Planners facing on-site Austrac inspection
The Australian Transaction Reports and Analysis Centre (Austrac) has commenced a program of random on-site inspections of financial planners for compliance with anti-money laundering laws.
The on-site inspections by the regulator involve a sample of up to 4,000 advice firms, fund managers and superannuation, life insurance and custody businesses throughout Australia.
Austrac will use the inspections to monitor the compliance of planners with the Anti-Money Laundering and Counter-Terrorism Financing Act 2006 (AML/CTF Act), which allowed planners (and other entities) two years to achieve compliance.
A core obligation under the Act is implementation of an anti-money laundering and counter-terrorism (AML/CTF) program to “ensure the identification, management and reduction of the risk of money laundering and terrorism financing”.

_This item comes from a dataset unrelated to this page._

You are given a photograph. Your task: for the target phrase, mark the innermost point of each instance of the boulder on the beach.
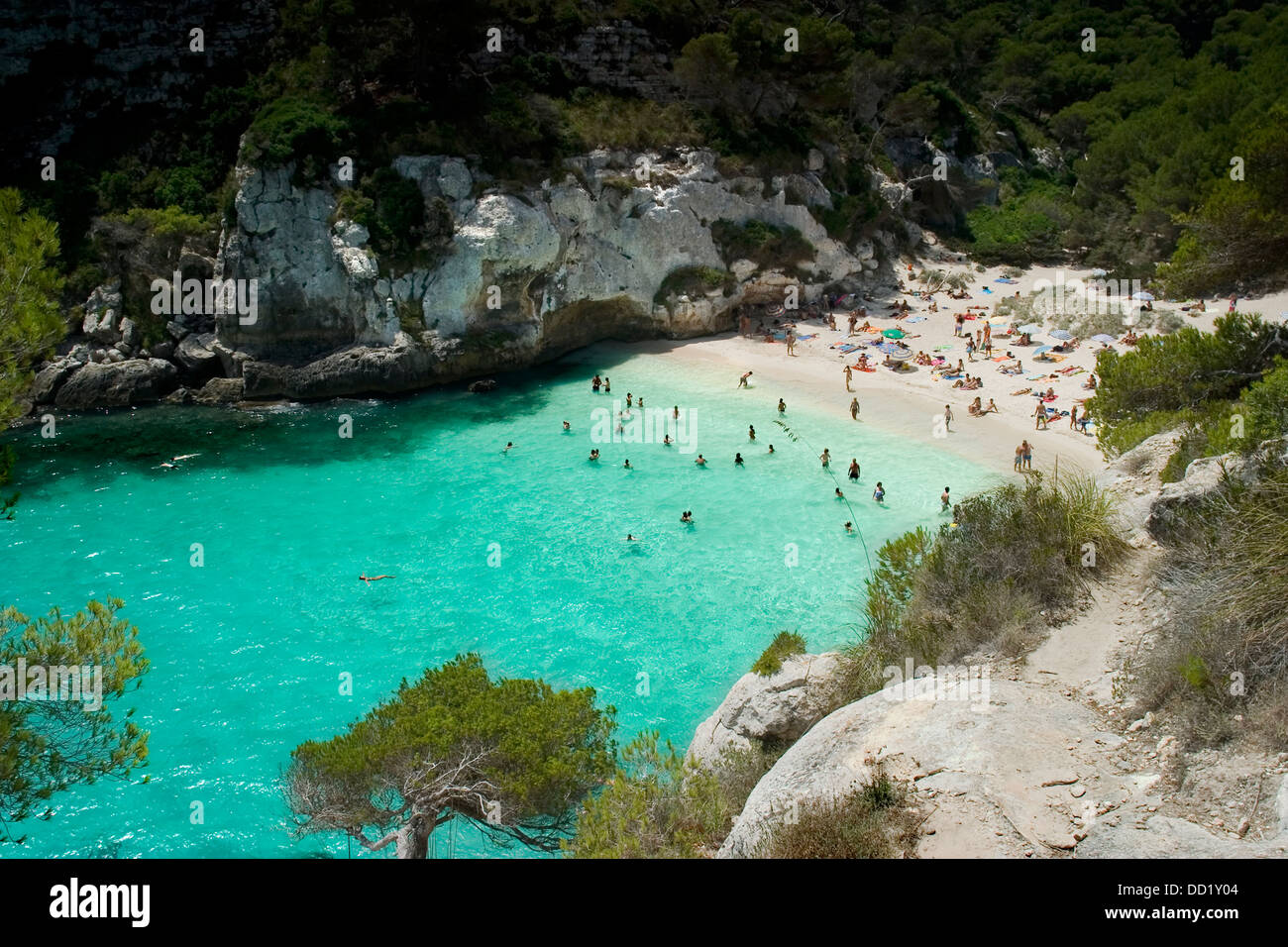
(769, 709)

The inspections will assess the degree to which organisations required to provide Austrac with annual compliance reports under the AML/CTF Act are conducting effective independent reviews of the programs, among other aspects.
Austrac’s acting chief executive, Thomas Story, said financial planners, fund managers, superannuation and life insurance businesses have “self-reported that they have substantially complied with AML/CTF program implementation”.
However, he said Austrac’s assessments found this compliance “may be overstated in some circumstances”.
The inspections represent a “shift away from assisted compliance by the regulator and a greater focus on securing compliance”, he said, including a “greater proportion of enforcement activity”.
“While direct enforcement action is one supervisory technique available to us, we will use enforcement where other lower intensity activities do not result in improved compliance,” Story said.
Austrac has a suite of enforcement powers available under the AML/CTF Act, including civil penalties that carry fines of up to $11 million for companies and $2.2 million for individuals.